La disabilità, purtroppo, resta un nervo scoperto, per cui lo Stato fa ancora poco e spesso si adagia sull’encomiabile supplenza delle associazioni e dei volontari. Ma le politiche in favore dei più fragili non possono rimanere fuori dal modello che si vuole costruire, perché altrimenti questo nuovo manifesto dell’esistenza fallirà ancor prima di decollare e sprofonderà nei suoi stessi limiti.
Se vogliamo ancora credere che “il diritto alla felicità vale per tutti”, come ha detto il ministro Locatelli, è tempo di pianificare, di investire, di fare rete, di includere anche la disabilità negli ambiziosi progetti che si preparano, non solo per Caivano.
Gli ultimi, gli invisibili, le persone a cui la società dedica meno spazio, meno tempo e meno attenzione di quanto sarebbe necessaria e certamente di quanta meriterebbero, attendono di capire se faranno parte dei nuovi e meravigliosi progetti che si vanno promettendo. I bambini e gli adulti diversamente abili vogliono sapere come sono stati immaginati in un rapporto normale con gli altri, se potranno frequentare la scuola, se avranno terapie adeguate, come sarà la loro vecchiaia, oppure se continueranno ad essere respinti, marginalizzati, differenziati, discriminati con l’ignobile causale della mancanza di risorse. Le loro famiglie devono percepire che lo Stato non li ha abbandonati, malgrado oggi ancora non conosca appieno i numeri del problema e quindi non sia in grado di programmare adeguatamente e sufficientemente le necessarie forme di assistenza.

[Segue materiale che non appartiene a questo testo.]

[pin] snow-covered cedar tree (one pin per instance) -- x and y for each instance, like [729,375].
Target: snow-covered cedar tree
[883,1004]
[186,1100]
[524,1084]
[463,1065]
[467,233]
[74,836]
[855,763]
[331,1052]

In un mondo ideale non dovrebbe essere necessario ricorrere ad un giudice per vedersi riconoscere i diritti fondamentali dell’esistenza. Nella realtà, le famiglie che queste difficoltà le vivono tutti i giorni vi diranno che non è così: moltissime incontrano ostacoli anche solo per iscrivere un bambino a scuola, perché non è garantito l’insegnante di sostegno, se non per alcune ore, o perché non c’è un assistente materiale che lo aiuti nelle esigenze indifferibili. La coperta è sempre corta e purtroppo lascia senza riparo soprattutto le fasce deboli.
L’auspicio è che il modello Caivano rappresenti un cambio di passo, perché come il presidente della Repubblica ci ricordava solo pochi mesi fa “la concretezza della realtà convoca ciascuno alla responsabilità, sollecita tutti ad applicarsi all’urgenza di problemi che attendono risposte. La Repubblica vive della partecipazione di tutti, è questo il senso della libertà garantita dalla nostra democrazia”.